La réadaptation cognitive est une approche non médicamenteuse visant à améliorer la fonction cognitive déficiente à l’aide d’exercices, de physiothérapie, de stratégies compensatoires et exécutives ainsi que d’adaptations permettant d’exploiter au mieux la fonction cognitive restante.

Comment les personnes touchées peuvent-elles gérer leurs déficits cognitifs? Que conseillez-vous?

Les personnes atteintes de SEP peuvent dans leur vie quotidienne composer avec leurs troubles des fonctions cognitives par la mise en œuvre de stratégies et diverses mesures préventives.

Par exemple:

  • en établissant à l’avance un programme ou une liste des tâches à accomplir, ou
  • en utilisant des moyens mnémotechniques simples comme des notes de téléphone ou des papillons adhésifs. Les calendriers papier et les agendas électroniques sont très utiles également pour ne pas oublier les rendez-vous.
  • Elles devraient aussi déterminer des endroits fixes pour les objets et toujours remettre ces objets à leur place.
  • Si l’attention faiblit en cours de conversation, il peut être utile de répéter ou de résumer ce qui vient d’être dit avant de répondre.
  • Si, sur le moment, un mot leur échappe, elles devraient essayer de trouver une autre expression.

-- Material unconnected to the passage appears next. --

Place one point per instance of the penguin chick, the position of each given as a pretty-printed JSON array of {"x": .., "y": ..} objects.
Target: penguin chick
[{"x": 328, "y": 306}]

S’il s’agit d’un nom ou d’un lieu, on peut tout simplement dire qu’on y reviendra plus tard.

Ces exemples ne sont que quelques-unes des stratégies à même d’atténuer les répercussions de problèmes cognitifs sur la qualité de vie de ces personnes.

Est-ce que des jeux comme le sudoku ou les mots croisés sont bénéfiques ? À quoi ressemble un entraînement cognitif efficace?

Ces instruments sont des activités de stimulation cognitive généralement reconnues. Ils exercent les facultés cognitives et améliorent les performances cognitives. Ils peuvent par ailleurs contribuer à maintenir les fonctions cognitives et à retarder les dysfonctionnements.

Un entraînement cognitif est généralement efficace lorsqu’il diminue les répercussions négatives des déficiences cognitives sur la vie de tous les jours et améliore l’autonomie. L’objectif d’un entraînement cognitif consiste à améliorer les facultés cognitives dans des situations réelles par un apprentissage direct, des stratégies compensatoires ou des moyens cognitifs.